Singapore, Jan 11, 2026, 15:33 SGT — Market closed.
- Sembcorp Industries (SGX:U96) ended Friday at S$5.99, slipping 0.66%
- Attention turns to the Alinta Energy acquisition: a circular is due mid-January, with a shareholder vote planned for the end of the month
- On Friday, shares fluctuated from S$5.96 to S$6.03, shy of last week’s peak at S$6.10
Sembcorp Industries Ltd shares ended Friday down 0.66%, closing at S$5.99 after fluctuating between S$5.96 and S$6.03 during the day. Since the start of 2026, the stock has fallen roughly 1.5%, with around 4.5 million shares traded on Friday.
The Singapore market was closed over the weekend, leaving the stock stuck near S$6 as Monday’s session approaches. All eyes remain on a major corporate event that could change the narrative.
Sembcorp plans to acquire Australia’s Alinta Energy in a deal valued at A$6.5 billion (S$5.6 billion) on an enterprise value basis, according to a December investor presentation. The company intends to pay cash, backed by a fully committed A$6.5 billion bridge loan, which is a short-term financing tool usually replaced later with long-term funding. No equity fundraising is planned. Sembcorp aims to issue the circular and notice for an extraordinary general meeting by mid-January, with a shareholder vote expected by the end of January.

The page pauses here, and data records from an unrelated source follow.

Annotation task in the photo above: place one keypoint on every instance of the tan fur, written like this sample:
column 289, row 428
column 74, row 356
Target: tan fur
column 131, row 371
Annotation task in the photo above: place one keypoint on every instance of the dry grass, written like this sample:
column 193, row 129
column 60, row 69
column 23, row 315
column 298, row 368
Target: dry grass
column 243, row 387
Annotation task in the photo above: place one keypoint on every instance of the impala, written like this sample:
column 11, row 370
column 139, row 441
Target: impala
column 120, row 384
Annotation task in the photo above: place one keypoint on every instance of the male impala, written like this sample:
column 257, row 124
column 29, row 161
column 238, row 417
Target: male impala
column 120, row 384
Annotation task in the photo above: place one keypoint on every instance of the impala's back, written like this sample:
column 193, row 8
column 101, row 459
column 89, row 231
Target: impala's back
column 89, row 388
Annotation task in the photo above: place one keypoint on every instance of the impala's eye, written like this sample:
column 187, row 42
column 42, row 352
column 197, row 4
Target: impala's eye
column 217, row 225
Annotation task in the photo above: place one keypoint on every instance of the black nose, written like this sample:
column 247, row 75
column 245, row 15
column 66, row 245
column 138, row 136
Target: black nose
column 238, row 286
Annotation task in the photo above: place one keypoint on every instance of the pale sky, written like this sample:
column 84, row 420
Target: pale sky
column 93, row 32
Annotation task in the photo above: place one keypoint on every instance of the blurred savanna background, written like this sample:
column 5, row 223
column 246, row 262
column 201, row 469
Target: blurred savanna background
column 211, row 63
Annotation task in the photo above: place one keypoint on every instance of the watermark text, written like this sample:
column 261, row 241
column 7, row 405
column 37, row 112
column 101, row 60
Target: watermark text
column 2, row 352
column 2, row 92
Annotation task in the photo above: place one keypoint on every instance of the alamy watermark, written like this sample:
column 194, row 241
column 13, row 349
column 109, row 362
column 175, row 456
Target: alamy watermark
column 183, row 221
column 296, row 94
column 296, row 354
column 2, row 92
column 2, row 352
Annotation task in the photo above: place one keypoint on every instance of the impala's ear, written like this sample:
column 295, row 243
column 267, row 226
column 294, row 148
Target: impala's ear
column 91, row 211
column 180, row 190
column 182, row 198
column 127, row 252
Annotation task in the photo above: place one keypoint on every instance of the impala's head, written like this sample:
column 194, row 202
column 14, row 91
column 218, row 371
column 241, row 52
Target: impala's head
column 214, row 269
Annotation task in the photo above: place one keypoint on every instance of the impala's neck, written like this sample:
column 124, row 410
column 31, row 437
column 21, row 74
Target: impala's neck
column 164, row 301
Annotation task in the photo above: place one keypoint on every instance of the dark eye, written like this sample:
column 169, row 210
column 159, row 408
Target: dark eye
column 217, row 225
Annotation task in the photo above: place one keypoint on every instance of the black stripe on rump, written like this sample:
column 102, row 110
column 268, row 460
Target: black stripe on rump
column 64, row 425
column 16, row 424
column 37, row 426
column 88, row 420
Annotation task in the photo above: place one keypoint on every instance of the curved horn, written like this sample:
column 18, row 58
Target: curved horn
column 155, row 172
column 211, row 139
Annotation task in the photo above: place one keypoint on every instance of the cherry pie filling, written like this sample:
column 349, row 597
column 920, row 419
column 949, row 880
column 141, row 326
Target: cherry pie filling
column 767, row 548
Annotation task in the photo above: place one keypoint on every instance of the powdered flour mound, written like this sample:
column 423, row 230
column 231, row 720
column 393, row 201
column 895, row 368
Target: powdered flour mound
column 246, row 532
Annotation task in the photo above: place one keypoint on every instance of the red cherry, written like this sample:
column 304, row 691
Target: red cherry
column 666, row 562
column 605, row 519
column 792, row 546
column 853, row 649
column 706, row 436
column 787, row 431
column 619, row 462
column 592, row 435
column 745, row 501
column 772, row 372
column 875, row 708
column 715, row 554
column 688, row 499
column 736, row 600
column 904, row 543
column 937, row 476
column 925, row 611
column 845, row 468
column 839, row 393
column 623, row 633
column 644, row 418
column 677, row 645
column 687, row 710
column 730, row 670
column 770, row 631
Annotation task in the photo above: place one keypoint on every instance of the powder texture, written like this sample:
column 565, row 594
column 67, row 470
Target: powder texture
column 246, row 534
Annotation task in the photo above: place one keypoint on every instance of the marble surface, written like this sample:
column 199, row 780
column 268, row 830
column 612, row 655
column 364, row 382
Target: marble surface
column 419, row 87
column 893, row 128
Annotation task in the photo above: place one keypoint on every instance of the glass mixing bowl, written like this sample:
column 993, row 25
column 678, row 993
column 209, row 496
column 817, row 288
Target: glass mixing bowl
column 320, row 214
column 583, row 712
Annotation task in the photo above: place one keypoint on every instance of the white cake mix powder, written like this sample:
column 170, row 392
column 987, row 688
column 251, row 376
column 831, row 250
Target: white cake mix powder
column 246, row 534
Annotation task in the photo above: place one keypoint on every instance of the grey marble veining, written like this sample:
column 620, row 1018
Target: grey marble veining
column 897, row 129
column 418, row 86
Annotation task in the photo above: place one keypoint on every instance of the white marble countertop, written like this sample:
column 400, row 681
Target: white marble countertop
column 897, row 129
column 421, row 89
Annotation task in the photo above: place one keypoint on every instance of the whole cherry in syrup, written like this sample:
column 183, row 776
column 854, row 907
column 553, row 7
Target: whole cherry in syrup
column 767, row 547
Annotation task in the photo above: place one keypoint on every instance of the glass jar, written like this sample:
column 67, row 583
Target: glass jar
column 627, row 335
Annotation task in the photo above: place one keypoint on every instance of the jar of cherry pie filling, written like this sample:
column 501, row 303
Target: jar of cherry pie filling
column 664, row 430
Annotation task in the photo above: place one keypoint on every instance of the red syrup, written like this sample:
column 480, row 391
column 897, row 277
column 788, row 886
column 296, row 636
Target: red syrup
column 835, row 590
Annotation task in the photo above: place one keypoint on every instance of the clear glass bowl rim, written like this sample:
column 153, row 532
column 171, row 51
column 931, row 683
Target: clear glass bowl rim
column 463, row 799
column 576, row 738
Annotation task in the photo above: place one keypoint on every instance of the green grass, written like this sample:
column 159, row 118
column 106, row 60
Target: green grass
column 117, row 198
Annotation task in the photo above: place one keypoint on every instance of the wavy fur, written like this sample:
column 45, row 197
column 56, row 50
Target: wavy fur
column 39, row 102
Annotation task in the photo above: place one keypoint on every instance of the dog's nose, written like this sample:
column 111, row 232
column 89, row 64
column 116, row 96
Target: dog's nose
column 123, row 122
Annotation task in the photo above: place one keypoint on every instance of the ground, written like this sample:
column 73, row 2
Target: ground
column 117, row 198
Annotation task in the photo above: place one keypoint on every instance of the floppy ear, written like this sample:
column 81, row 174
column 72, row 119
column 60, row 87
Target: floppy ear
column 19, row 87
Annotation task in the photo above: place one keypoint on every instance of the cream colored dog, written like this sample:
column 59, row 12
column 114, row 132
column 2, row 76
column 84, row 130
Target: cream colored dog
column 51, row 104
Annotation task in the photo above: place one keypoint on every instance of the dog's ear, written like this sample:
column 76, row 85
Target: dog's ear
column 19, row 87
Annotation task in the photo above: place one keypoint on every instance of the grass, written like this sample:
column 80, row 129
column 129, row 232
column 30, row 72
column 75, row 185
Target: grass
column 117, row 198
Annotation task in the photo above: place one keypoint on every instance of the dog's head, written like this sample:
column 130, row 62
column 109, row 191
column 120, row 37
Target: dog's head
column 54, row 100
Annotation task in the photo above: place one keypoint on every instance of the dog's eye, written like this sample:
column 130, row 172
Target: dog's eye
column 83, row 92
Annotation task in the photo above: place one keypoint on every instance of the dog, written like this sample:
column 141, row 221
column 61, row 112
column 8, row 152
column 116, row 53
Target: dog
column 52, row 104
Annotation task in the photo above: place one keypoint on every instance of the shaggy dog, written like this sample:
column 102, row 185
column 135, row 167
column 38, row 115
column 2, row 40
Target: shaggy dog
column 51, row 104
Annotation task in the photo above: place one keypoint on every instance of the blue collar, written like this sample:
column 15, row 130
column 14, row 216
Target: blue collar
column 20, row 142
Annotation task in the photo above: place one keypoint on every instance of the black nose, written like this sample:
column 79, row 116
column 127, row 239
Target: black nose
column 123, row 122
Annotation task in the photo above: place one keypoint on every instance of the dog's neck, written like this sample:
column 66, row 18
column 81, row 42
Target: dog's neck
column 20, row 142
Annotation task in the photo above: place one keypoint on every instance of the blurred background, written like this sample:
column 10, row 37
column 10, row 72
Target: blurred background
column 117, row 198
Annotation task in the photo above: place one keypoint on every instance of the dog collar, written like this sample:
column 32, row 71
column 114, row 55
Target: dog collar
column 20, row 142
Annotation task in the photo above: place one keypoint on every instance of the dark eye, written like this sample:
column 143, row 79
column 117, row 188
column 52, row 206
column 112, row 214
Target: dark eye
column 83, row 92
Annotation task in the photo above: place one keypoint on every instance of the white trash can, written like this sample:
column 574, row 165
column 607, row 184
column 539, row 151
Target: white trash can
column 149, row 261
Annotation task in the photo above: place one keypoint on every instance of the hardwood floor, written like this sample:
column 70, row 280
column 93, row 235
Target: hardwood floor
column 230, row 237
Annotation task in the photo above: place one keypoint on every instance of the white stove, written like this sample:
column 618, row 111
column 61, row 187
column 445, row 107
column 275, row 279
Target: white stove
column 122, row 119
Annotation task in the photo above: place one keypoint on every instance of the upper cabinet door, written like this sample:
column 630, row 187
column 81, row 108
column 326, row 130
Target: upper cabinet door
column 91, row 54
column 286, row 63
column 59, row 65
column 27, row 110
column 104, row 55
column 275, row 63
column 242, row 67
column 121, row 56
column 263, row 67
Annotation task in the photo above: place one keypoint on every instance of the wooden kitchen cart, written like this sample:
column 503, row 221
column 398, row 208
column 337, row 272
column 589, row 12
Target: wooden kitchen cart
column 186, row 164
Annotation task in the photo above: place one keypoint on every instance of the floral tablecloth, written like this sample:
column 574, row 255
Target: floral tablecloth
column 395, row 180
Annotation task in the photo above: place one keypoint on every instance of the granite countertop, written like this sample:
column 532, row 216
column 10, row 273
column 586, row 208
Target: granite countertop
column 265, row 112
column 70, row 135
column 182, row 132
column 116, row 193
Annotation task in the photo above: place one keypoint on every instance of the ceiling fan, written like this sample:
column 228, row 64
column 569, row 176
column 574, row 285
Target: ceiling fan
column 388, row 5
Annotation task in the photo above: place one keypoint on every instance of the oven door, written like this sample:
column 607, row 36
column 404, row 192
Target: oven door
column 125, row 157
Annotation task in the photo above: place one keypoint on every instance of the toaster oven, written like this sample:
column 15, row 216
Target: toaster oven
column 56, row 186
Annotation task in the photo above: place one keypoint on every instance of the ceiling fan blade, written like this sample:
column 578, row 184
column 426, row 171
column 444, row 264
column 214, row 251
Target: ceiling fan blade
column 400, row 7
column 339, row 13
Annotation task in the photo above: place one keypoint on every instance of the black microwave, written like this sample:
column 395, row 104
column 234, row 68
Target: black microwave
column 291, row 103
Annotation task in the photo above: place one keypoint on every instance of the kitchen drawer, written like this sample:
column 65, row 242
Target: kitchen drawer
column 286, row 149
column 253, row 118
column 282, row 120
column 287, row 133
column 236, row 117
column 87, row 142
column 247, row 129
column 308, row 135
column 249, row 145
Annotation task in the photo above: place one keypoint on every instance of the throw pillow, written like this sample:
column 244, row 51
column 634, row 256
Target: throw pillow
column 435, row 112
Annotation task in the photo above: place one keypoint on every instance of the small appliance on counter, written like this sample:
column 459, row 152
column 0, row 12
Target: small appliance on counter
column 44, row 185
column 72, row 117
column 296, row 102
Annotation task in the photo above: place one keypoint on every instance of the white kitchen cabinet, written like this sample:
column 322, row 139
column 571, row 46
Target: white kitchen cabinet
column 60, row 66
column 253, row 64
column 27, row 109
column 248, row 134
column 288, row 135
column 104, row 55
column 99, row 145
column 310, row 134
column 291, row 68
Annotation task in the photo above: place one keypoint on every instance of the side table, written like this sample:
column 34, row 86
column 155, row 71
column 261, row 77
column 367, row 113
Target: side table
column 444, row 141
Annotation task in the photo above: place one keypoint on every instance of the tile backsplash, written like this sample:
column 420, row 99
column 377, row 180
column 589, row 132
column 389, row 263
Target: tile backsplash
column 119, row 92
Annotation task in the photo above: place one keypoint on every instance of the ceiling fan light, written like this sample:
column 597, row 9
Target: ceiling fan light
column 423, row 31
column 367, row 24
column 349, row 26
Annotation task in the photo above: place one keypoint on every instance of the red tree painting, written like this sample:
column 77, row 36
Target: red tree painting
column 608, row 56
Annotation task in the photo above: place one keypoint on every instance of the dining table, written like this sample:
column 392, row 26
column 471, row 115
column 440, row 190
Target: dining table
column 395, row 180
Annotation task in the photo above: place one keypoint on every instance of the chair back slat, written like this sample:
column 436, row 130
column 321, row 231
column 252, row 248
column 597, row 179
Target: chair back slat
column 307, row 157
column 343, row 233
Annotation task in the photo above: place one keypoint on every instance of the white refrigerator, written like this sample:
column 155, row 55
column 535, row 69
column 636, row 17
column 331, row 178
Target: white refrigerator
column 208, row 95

Completion is targeted for the first half of 2026, pending regulatory approvals. (Sembcorp)
In a joint press release, Alex Tan, president and CEO for Renewables, East at Sembcorp, described the acquisition as a move to “strengthen” the group’s foothold in Australia and create a “scalable platform” for speeding up renewables and low-carbon growth. Alinta CEO Jeff Dimery referred to Sembcorp’s investment as “a vote of confidence” that would boost the scale of renewables and storage projects.
Sembcorp slipped late in the week while Singapore’s Straits Times Index crept up 0.1% to 4,744.66 on Friday. Regional markets mostly moved higher. Neil Wilson, UK investment strategist at Saxo Markets, warned the tariff debate might create “headline noise” but stressed: “Tariffs are not going anywhere.”
By Friday’s close, Sembcorp’s market cap stood near S$10.65 billion. The stock changed hands at a price-to-earnings ratio of about 10.7, based on figures from StockAnalysis.com.
Analysts have divided the Alinta deal into two parts: a near-term earnings boost and a longer-term carbon challenge. Luis Hilado from Citi Research called it “half-full” on earnings per share but “half-empty” when it comes to emissions. Meanwhile, CGS International’s Lim Siew Khee and Meghana Kande cautioned that the market might take a while to digest the increased coal exposure, The Business Times reported last December. (The Business Times)
The timetable remains uncertain. The deal requires shareholder approval, plus sign-offs from Australia’s Foreign Investment Review Board and the Australian Competition and Consumer Commission. On top of that, Sembcorp has to refinance the bridge facility on terms that make sense if borrowing costs stay elevated.
Traders are keeping an eye on whether the stock stays above Friday’s S$5.96 low and how it moves around S$6 in Monday’s session, Jan 12. If it climbs back toward last week’s S$6.10 high, the shares could shift from a fade to a wait-and-see stance.